Top leaders of the state Commission on Teacher Credentialing are stepping down in the wake of a blistering audit report and fiery criticism by legislators over the panel's handling of teacher misconduct cases.
Executive Director Dale Janssen's final day is Friday and General Counsel Mary Armstrong, head of the division that oversees teacher sanctions, will depart as soon as a replacement can be found, said Ting Sun, commission chairwoman.
Sun announced their retirements Thursday during a public meeting of the commission's governing board in Sacramento.
The departures of Janssen and Armstrong come about a month after their ouster was requested by Assemblyman Ricardo Lara, a Bell Gardens Democrat who chairs the Joint Legislative Audit Committee but has no authority to fire commission personnel.
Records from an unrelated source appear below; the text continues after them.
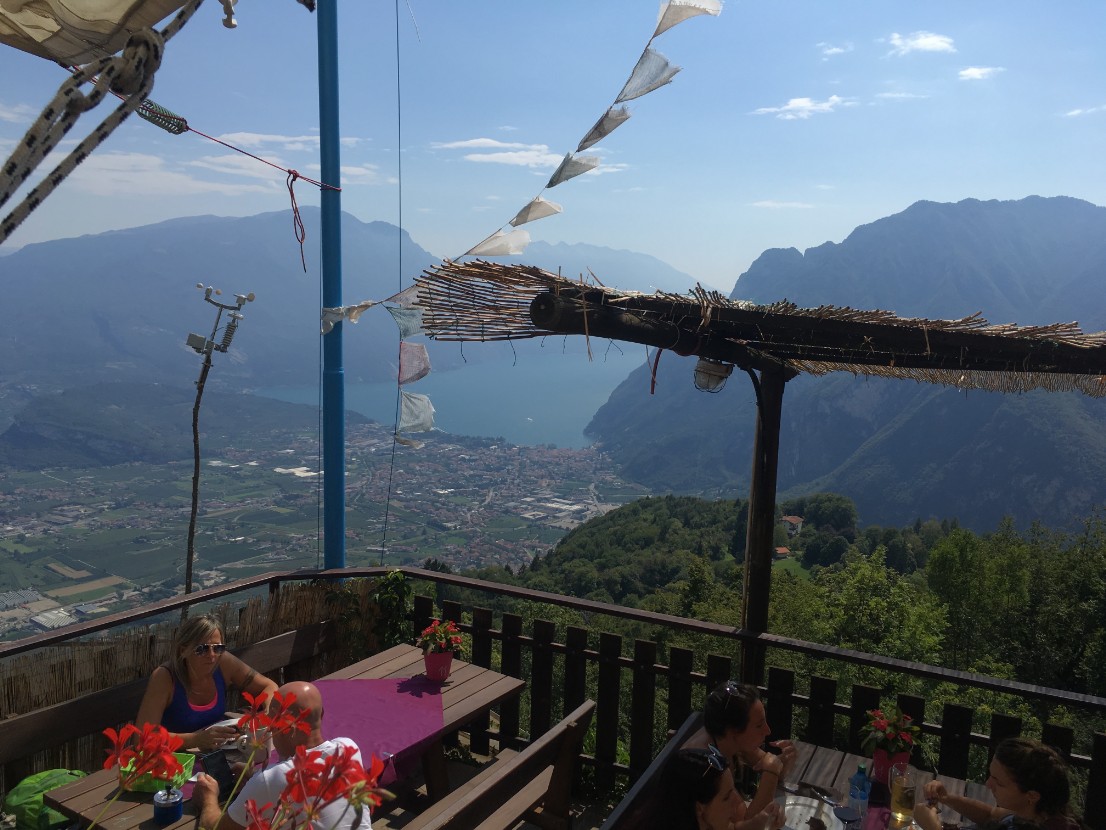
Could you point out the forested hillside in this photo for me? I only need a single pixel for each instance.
(1023, 605)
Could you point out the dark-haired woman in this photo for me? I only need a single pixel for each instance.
(188, 694)
(1029, 780)
(734, 722)
(698, 794)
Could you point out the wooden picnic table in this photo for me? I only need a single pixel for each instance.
(832, 768)
(469, 693)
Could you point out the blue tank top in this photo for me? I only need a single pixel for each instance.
(180, 716)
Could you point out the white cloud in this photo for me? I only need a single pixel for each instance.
(1086, 111)
(899, 95)
(138, 174)
(482, 144)
(18, 114)
(235, 164)
(803, 107)
(773, 205)
(920, 42)
(980, 73)
(259, 141)
(828, 50)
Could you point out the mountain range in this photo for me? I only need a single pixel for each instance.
(900, 449)
(115, 309)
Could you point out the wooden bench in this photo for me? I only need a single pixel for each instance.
(23, 735)
(532, 785)
(637, 801)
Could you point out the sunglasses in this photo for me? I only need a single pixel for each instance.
(715, 760)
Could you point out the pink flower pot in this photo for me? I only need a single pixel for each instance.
(438, 664)
(882, 764)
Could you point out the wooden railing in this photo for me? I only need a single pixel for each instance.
(643, 688)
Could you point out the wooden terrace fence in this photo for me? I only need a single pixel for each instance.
(642, 688)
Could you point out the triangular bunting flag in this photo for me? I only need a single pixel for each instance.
(501, 245)
(538, 208)
(414, 362)
(416, 413)
(604, 126)
(408, 320)
(407, 298)
(651, 72)
(677, 11)
(571, 167)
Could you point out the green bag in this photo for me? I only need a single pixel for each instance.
(24, 799)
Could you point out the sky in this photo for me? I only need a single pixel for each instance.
(791, 123)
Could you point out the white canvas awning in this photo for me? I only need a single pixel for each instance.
(77, 31)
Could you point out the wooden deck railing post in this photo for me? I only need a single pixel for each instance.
(481, 656)
(575, 668)
(956, 739)
(512, 665)
(643, 706)
(541, 678)
(606, 711)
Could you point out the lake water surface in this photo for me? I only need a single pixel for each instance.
(539, 400)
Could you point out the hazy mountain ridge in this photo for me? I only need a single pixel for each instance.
(901, 449)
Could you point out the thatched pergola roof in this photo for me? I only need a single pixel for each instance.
(486, 301)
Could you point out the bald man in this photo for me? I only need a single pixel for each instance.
(264, 787)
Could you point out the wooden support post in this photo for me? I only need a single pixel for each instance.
(761, 530)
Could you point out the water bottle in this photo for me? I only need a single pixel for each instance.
(858, 789)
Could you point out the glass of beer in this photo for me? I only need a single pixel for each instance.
(904, 790)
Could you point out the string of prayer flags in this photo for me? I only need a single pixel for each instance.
(501, 245)
(414, 362)
(416, 413)
(409, 321)
(538, 208)
(330, 317)
(651, 72)
(677, 11)
(571, 167)
(612, 118)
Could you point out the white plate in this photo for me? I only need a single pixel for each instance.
(797, 811)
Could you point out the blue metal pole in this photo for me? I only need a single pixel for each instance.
(333, 372)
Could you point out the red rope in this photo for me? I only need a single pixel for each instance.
(296, 219)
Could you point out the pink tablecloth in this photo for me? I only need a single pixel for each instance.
(394, 718)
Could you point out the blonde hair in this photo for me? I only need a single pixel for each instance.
(194, 631)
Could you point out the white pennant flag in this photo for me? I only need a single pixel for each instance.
(653, 71)
(414, 362)
(571, 167)
(416, 413)
(501, 245)
(604, 126)
(538, 208)
(677, 11)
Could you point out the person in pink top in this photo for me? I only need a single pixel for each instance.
(188, 694)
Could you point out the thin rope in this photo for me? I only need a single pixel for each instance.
(301, 234)
(399, 242)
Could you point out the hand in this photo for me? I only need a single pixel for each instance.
(206, 790)
(927, 817)
(769, 763)
(214, 737)
(788, 755)
(935, 791)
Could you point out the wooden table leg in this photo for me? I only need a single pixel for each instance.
(434, 770)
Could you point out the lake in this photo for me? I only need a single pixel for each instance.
(548, 398)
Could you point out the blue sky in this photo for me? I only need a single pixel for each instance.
(791, 123)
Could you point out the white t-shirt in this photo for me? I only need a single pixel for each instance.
(264, 788)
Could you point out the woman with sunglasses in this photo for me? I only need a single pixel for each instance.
(188, 694)
(734, 722)
(699, 795)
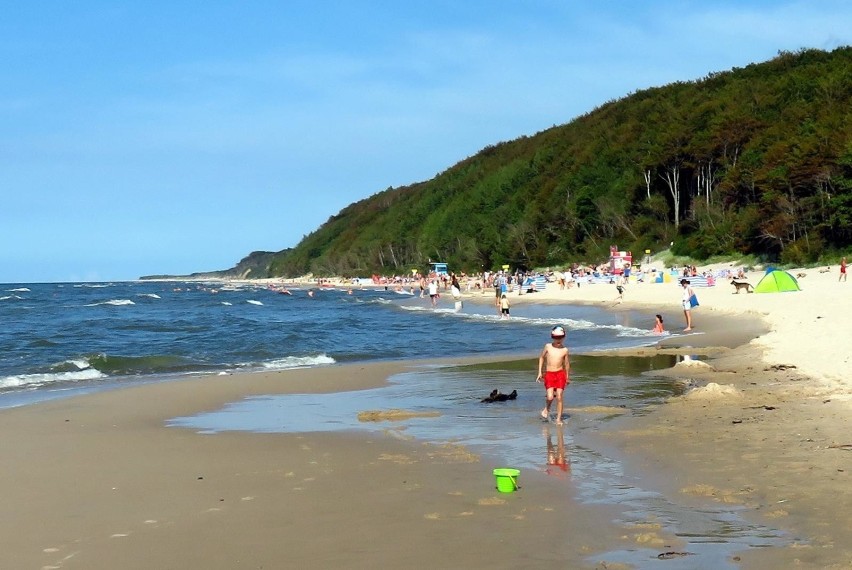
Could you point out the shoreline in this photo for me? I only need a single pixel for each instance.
(770, 440)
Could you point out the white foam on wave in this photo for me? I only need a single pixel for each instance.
(298, 362)
(36, 380)
(80, 363)
(114, 302)
(570, 324)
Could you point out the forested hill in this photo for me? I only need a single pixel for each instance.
(755, 160)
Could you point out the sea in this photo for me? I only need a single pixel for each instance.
(58, 339)
(63, 339)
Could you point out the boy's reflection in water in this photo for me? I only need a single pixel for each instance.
(557, 460)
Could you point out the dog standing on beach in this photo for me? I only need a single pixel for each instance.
(742, 285)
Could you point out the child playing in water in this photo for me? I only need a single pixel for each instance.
(553, 368)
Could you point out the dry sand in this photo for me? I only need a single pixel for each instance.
(768, 425)
(98, 482)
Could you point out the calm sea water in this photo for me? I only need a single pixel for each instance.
(62, 337)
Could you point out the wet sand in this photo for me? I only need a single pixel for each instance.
(97, 481)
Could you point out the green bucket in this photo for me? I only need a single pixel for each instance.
(507, 479)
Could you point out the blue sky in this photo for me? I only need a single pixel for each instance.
(178, 136)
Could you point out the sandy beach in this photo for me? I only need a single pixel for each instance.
(98, 481)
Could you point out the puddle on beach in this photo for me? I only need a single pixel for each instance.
(442, 404)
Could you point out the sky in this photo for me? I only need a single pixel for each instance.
(170, 137)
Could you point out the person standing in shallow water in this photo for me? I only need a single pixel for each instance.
(687, 306)
(553, 369)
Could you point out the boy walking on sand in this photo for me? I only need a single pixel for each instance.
(553, 368)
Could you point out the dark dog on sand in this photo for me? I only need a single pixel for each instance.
(490, 397)
(496, 396)
(742, 285)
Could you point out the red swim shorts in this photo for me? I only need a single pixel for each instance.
(555, 379)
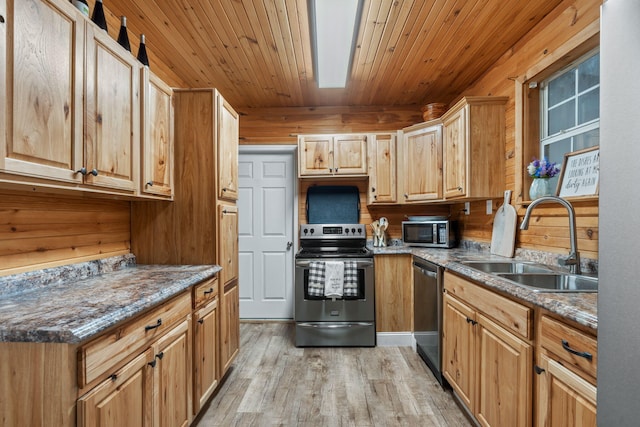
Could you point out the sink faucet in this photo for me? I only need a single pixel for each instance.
(573, 260)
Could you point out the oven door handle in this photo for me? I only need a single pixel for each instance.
(359, 263)
(333, 325)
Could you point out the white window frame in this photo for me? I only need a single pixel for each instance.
(577, 130)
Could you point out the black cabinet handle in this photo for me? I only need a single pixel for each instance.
(585, 354)
(158, 324)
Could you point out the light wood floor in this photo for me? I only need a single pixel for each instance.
(273, 383)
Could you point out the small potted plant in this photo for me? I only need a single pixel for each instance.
(541, 171)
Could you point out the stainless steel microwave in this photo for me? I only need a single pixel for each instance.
(430, 233)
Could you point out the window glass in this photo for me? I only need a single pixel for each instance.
(562, 117)
(589, 106)
(570, 116)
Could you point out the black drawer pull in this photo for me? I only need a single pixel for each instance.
(585, 354)
(148, 328)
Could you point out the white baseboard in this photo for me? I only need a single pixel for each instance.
(390, 339)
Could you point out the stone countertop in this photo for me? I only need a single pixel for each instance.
(581, 307)
(77, 309)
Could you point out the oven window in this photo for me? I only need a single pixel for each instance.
(361, 292)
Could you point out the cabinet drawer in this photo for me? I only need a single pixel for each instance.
(109, 350)
(205, 292)
(570, 345)
(512, 315)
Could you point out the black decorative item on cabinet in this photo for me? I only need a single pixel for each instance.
(82, 6)
(142, 52)
(123, 37)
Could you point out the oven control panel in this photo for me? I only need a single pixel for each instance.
(333, 231)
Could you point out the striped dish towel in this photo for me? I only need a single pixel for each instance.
(350, 288)
(316, 279)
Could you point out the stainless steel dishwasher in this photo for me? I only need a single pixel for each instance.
(427, 314)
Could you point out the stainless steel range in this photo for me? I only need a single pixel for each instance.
(346, 320)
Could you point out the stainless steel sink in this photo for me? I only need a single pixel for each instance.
(554, 282)
(498, 267)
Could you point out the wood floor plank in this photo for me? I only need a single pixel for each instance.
(274, 383)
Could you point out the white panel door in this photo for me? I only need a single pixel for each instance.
(266, 232)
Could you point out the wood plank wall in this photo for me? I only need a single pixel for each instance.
(38, 231)
(548, 229)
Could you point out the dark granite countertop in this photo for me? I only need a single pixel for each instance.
(581, 307)
(73, 304)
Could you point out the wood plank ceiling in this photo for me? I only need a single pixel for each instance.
(258, 52)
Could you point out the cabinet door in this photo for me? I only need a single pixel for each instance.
(315, 155)
(124, 399)
(350, 154)
(422, 165)
(157, 136)
(504, 376)
(455, 155)
(230, 325)
(173, 376)
(205, 367)
(228, 242)
(228, 133)
(382, 169)
(112, 120)
(458, 348)
(41, 102)
(564, 399)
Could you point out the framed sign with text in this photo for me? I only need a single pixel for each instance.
(580, 173)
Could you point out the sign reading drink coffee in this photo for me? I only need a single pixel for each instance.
(580, 173)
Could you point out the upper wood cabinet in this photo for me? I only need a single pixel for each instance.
(473, 148)
(41, 105)
(420, 175)
(156, 177)
(112, 113)
(327, 155)
(70, 115)
(227, 135)
(382, 169)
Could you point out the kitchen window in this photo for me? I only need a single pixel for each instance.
(557, 105)
(570, 109)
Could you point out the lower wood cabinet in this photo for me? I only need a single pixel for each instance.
(487, 353)
(394, 293)
(153, 389)
(124, 399)
(229, 325)
(205, 345)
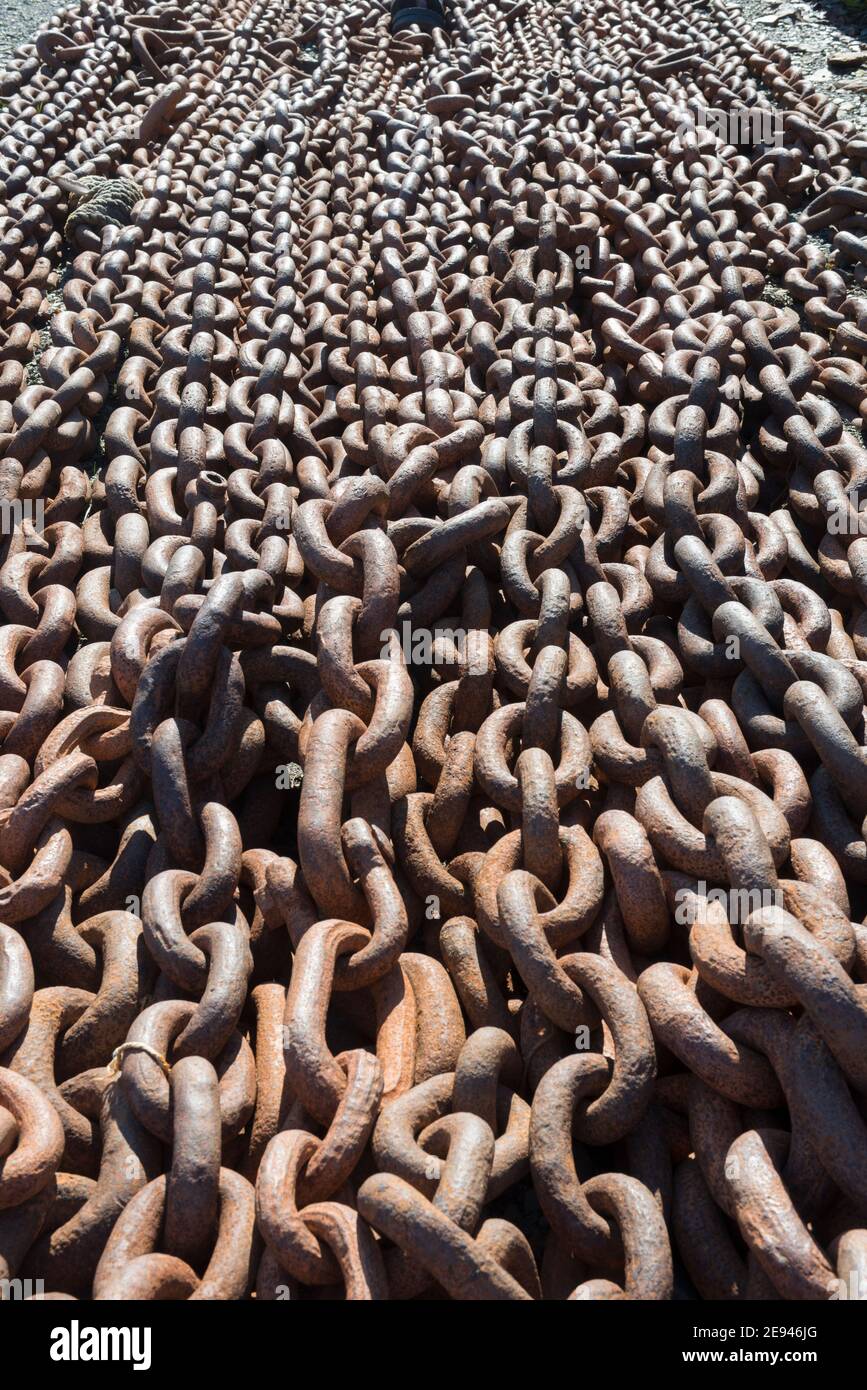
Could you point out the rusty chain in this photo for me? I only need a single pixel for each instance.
(434, 656)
Janssen said that the decision to leave now was his own. Two months ago, before the political firestorm, he had announced plans to retire in December, giving the commission plenty of time to find a replacement.
"I don't believe I can be an effective leader under the circumstances," Janssen said today.
Armstrong reached a similar conclusion, Sun said. "She also believes she can no longer be an effective leader in the environment created after the release of the (state audit)."
State Auditor Elaine Howle, after releasing her office's findings in April, characterized the Commission on Teacher Credentialing as one of the "worst run" state agencies she ever had investigated.
Auditors found flaws in nearly every aspect of the commission's regulatory process, including lapses in launching investigations, updating files, gathering facts, tracking cases and revoking credentials.
Sun, who also was cited by Lara last month as someone who should step down, said today that she has no plans to resign from the commission's governing board. Her term expires in November.
In announcing the departures of Janssen and Armstrong, Sun said that she wants to assure the public that the commission takes its responsibilities seriously and is moving "expeditiously to address the recommendations made by the auditor."
"As transitions will already be occurring on the management team, we have new opportunities to improve our operations at the commission. It is our goal to get back on track because the work we do is so important to the students of California," she said.
Gov. Jerry Brown filled two vacancies on the 15-member governing board Tuesday by appointing Democrats Michael Cooney, 66, a partner in the Santa Barbara Investment Group; and Nancy Ramirez, 46, western regional counsel for the Mexican American Legal Defense and Educational Fund (MALDEF).
Both appointments require Senate confirmation.